Computação quântica — ameaça ou hipótese antecipada?

O cerne da análise de Woo está na crescente preocupação do mercado com a evolução da computação quântica — um tipo de tecnologia que, no futuro, pode ser capaz de quebrar a criptografia atualmente usada pelo Bitcoin para proteger endereços e chaves privadas.
- O que isso significa?
Teoricamente, um computador quântico suficientemente poderoso poderia recuperar chaves privadas de carteiras antigas — inclusive aquelas consideradas “perdidas”, gerando um impacto na oferta total de Bitcoin. - Quantos BTC estão em risco?
Estima-se que cerca de 4 milhões de bitcoins estão permanentemente inacessíveis por hoje — equivalentes a aproximadamente 25% a 30% do fornecimento total da rede. Esses BTC, se desbloqueados por avanços quânticos, poderiam reentrar no mercado e diluir a escassez, um dos pilares da tese de valor do Bitcoin.

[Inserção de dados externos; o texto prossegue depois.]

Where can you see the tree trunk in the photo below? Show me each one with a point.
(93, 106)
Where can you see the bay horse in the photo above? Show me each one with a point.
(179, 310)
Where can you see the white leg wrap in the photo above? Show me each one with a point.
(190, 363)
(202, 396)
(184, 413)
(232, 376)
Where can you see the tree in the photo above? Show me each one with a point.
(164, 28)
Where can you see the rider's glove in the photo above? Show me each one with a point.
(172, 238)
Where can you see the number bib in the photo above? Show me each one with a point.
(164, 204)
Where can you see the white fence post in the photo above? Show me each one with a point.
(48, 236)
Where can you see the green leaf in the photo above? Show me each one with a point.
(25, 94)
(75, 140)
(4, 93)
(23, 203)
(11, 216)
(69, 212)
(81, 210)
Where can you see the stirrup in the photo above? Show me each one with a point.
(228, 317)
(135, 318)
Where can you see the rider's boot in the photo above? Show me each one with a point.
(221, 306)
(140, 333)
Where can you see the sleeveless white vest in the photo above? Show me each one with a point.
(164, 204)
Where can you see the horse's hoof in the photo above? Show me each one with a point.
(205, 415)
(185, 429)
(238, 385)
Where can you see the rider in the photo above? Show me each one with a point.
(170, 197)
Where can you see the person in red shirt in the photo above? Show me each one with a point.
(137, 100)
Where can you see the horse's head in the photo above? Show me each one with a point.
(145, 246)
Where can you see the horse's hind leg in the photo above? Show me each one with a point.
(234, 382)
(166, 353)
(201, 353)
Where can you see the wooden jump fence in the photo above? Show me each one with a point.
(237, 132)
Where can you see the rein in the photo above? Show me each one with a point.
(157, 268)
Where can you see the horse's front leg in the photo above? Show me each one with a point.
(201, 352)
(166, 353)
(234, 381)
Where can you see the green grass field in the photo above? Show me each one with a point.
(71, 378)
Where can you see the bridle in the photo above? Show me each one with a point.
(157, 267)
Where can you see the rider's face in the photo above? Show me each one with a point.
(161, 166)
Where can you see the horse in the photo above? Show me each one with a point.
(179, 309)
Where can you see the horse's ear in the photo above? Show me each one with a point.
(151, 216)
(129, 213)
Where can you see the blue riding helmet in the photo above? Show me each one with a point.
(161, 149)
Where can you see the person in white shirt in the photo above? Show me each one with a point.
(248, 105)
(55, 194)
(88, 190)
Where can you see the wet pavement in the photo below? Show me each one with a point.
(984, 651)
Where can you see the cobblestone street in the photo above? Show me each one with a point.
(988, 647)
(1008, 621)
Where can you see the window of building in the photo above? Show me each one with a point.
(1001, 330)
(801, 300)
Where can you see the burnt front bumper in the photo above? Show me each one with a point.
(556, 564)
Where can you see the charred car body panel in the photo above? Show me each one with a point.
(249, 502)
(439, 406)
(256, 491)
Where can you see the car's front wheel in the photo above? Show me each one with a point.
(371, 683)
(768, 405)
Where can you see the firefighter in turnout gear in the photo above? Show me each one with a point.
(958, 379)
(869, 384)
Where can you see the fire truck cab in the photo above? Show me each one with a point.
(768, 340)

Impacto no preço e na narrativa de escassez
Woo afirma que o mercado já começou a precificar antecipadamente esse risco, mesmo que a chegada real de computadores quânticos capazes de quebrar a criptografia do Bitcoin ainda esteja projetada para 5 a 15 anos no futuro.
Segundo ele, esse receio tem criado uma espécie de “desconto quântico” sobre o preço do BTC frente ao ouro — ao ponto de deter parte da força que o ativo digital vinha demonstrando historicamente em comparação ao metal precioso.
Debate na comunidade: medo técnico ou movimento de mercado?
A observação de Woo não é unânime. Alguns analistas sugerem que a atual fraqueza do Bitcoin frente ao ouro pode ser explicada por fatores macroeconômicos, como ciclos de liquidez, regime de juros global ou simplesmente consolidação técnica após períodos de forte valorização, e não necessariamente pelo risco de computação quântica.
Um investidor identificado nas redes chamou a ideia de Woo de uma “confusão entre medos técnicos e forças reais de mercado”, afirmando que a relação entre BTC e ouro segue sendo dominada por fluxos de capital e ciclos econômicos mais tradicionais.
Contexto macroeconômico: ouro em alta enquanto Bitcoin estaciona
Além disso, Woo contextualiza sua observação em um cenário econômico mais amplo: com o fim de um ciclo de dívida global e o aumento da demanda por ativos seguros e tangíveis, investidores e fundos soberanos podem estar preferindo o ouro em detrimento de ativos mais voláteis como o Bitcoin — justamente no momento em que a criptomoeda deveria se destacar como reserva de valor digital.
Olhando para o futuro
Embora a ruptura dessa tendência de longo prazo seja motivo de discussão, o próprio Woo não descarta perspectivas altistas para o Bitcoin no longo prazo, citando sua capacidade de adaptação tecnológica, escassez programada e potencial de adoção contínua.